According to a new report by the Association of University Technology Managers (AUTM), the University of Florida helped create 15 startups in 2012, ranking just behind the Massachusetts Institute of Technology and the University of California and University of Texas systems.

“This is a testament to the collaborative relationship between UF’s world-renowned faculty generating discoveries and the Office of Technology Licensing working to bring together the elements necessary to create successful startups,” said David L. Day, director of the UF Office of Technology Licensing in a release. Day’s team of intellectual property managers connects UF inventors and their technologies with the companies that turn them into products.

The AUTM report also shows that in 2012, OTL ranked 11th in the U.S. in the number of licenses and options granted (129). Licenses and options are valuable measures, Day said, because they demonstrate that investors believe an invention or technology is commercially viable.

“University research has become an important driver of economic development,” Day said.
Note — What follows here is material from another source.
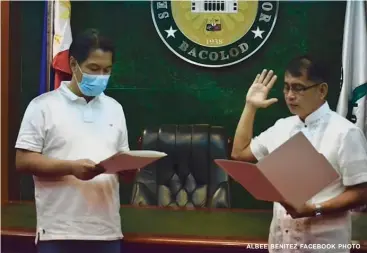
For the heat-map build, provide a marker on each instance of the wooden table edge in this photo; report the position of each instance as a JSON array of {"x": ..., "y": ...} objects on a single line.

The Innovation Hub at UF found in a survey that over 18 months, through June 2013, the Hub created 250 jobs and collected $10 million from private investors.

“This has been a trend for a while now,” said Jane Muir, the director of the Innovation Hub. “We’ve never been fourth, but we’ve been active over the last decade in startups.”

 

Two of the startups created last year are OBMedical Company and Constellation research, LLC. OBMedical’s first product, maternal-fetal monitoring system LaborView, utilizes a disposable sensor array, sensor interface and monitor interface to measure labor contractions and the heart rates of both the mother and child. Constellation is a medical-image analysis company that uses the OQULUS software system to increase precision and early detection of sight-degenerating diseases.